Jan 07, 2006 19:48
just like that, the panic has lifted. it is so weird how it comes and goes, like a roller coaster, but i think now that with the other corresponding events, that it has something to do with hormones, seeing as that has been kind of a trend (or coincidence that has been happening for three months). either way, i am going to bring it up at my next appointment. at least it makes me feel better that i can say that there is some rationality to why this is happening. anyway, i'm glad i feel better now.
i've spent the whole day running around and getting things accomplished; buying the necessities for school, going downtown to this high end shoe store with mom so she could return her christmas present that didn't fit, this, that and the other. i've taken the past three days off of running because after all of my panicked worrying, i ended up having a full blown virus take hold of me, but i am feeling better now.

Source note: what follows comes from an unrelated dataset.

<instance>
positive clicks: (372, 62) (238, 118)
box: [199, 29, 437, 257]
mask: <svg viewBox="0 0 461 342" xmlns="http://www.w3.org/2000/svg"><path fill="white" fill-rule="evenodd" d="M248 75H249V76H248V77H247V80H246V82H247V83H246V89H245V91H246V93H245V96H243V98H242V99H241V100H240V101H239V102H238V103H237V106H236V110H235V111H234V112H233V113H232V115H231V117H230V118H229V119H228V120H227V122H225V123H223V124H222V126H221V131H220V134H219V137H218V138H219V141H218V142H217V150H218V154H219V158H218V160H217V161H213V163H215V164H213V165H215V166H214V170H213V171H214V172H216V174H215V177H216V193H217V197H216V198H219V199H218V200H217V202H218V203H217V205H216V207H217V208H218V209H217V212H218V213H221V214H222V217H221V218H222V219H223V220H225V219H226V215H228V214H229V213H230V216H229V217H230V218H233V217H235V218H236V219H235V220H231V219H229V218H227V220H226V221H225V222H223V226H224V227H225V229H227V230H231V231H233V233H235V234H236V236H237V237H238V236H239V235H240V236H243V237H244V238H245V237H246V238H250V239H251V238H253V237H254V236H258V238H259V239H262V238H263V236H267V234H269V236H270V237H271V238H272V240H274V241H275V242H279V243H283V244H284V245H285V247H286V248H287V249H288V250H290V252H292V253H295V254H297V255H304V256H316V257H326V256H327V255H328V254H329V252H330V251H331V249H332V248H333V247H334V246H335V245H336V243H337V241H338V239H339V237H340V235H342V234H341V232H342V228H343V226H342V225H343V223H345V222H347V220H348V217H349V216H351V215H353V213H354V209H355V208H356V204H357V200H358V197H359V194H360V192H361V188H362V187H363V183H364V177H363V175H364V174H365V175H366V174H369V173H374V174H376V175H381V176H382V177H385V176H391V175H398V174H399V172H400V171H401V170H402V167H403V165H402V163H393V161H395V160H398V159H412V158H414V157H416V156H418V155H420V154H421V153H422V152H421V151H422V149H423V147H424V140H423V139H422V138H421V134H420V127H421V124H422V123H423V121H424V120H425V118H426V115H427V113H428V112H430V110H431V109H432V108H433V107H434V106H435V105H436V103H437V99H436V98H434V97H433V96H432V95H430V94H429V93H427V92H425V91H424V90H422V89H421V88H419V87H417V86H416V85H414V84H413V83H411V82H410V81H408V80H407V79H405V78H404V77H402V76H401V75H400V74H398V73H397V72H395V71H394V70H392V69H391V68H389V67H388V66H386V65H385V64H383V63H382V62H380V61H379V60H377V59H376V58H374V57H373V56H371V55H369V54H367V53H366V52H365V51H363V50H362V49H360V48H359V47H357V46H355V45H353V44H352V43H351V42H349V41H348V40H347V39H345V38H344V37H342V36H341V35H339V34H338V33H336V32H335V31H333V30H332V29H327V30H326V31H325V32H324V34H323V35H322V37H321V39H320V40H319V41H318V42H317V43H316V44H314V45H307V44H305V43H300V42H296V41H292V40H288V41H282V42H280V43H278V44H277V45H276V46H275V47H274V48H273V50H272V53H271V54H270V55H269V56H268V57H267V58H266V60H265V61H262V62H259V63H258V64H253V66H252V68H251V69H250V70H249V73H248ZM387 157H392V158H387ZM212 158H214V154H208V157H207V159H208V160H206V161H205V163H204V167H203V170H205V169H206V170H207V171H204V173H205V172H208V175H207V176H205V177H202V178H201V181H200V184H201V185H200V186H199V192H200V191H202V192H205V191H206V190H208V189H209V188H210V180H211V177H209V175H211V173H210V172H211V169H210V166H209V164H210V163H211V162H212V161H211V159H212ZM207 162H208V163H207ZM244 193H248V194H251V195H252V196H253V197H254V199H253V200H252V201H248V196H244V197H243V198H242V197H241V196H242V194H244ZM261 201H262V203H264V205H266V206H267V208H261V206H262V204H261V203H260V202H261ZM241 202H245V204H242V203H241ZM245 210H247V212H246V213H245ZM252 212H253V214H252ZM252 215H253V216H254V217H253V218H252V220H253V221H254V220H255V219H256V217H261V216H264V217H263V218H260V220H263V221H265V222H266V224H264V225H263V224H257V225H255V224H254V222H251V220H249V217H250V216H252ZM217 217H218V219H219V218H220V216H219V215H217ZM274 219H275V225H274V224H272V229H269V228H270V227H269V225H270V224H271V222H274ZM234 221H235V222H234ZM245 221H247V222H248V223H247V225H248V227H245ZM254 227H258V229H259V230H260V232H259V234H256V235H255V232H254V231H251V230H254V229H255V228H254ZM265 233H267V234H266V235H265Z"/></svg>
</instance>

but i really think what helped, was that yesterday me and my mom went to get massages, and she went first so she could pick up phillip from school. and while i was waiting for my massage, i was reading this magazine called body + soul. and besides all the healthy and holistic recipes the magazine had, it also had articles on relaxation, stress relief, and spirituality. and it just really seemed like a grounded approach to looking at the psychological struggles i have been facing. it realy made me feel relaxed and reassured. people go through the same stresses i do. people face anxiety just like i do, and it doesn't last forever, and it doesn't mean that i'm going to die. especially after the massage, i felt a lot better. the panic really lifted yesterday, and i spent last night watching remember the titans with my family. i love that movie, and i love football.
(and i wish i could love me a football player... haha. that's a whole other story).
i can't wait to go to school tomorrow, but at the same time, i really want to stay at home. there are just some things about this place, and especially about my family, that make me think that i will end up back in asheville. that really isn't so bad, is it? i will probably travel a lot with my job anyway. i at least want to be ok with being away from home while i am, and i am optimisitic that i will be.
i hope this upswing of feeling can last. i have faith that i will find a significant other. it will happen with time. but i'm not going to worry about it right now. i really want to enjoy life without waiting and worrying about the what ifs, like i have been doing.